For the tenth-anniversary season, the Show for Every Body, No Matter the Body has expanded to five weekends—fifteen performances—and stars a rotating cast of performers from female hip-hop MCs to poets to performance artists to an all-female mariachi band. Every show is different, with four guest artists each weekend doing a three-show run, plus a one-night-only guest performer. Highlights from the second weekend, the one I attended, included “Black Queer Hoe,” a spoken-word performance by Britteney Black Rose Kapri so rousing that Kapri had to stop more than once to remind the vocally appreciative audience that they only had five minutes on stage; and a moving performance by Muslim-American writer-performer Arti Ishak who, over a recording of herself reading a piece on the complexity of being of Arab descent in America, took the stage in g-string and pasties, and gradually put on clothing one article at a time, finishing with a headscarf as the reading concluded. And I can only hope for you, little bee, that the Host Trifecta perform their “My Way” closer to Act I every weekend, in which karaoke, cabaret and striptease slam into a garment-rending, tits- and soul-baring new art form.
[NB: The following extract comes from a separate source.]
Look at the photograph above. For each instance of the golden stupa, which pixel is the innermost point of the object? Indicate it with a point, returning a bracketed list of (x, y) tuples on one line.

Funny, ferocious, vulnerable, naked in every sense: it’s camp transcendent.
A staggering thousand-plus performers have cumulatively ravaged the Fly Honey stage since the inception of the show, and about a third are representing between August 8 and September 7. A portion of ticket sales are donated to the national advocacy group Ultraviolet, which works to disrupt the patriarchy and improve the lives of women of all identities and backgrounds, so the bill goes to healing both within and outside the room. It is, in every way, worth it and might just be, as they say, the show we need, right now. (Sharon Hoyer)
The Fly Honey Show at the Den Theater, 1331 North Milwaukee, theflyhoneyshow.com, $22.50-$100. Through September 7.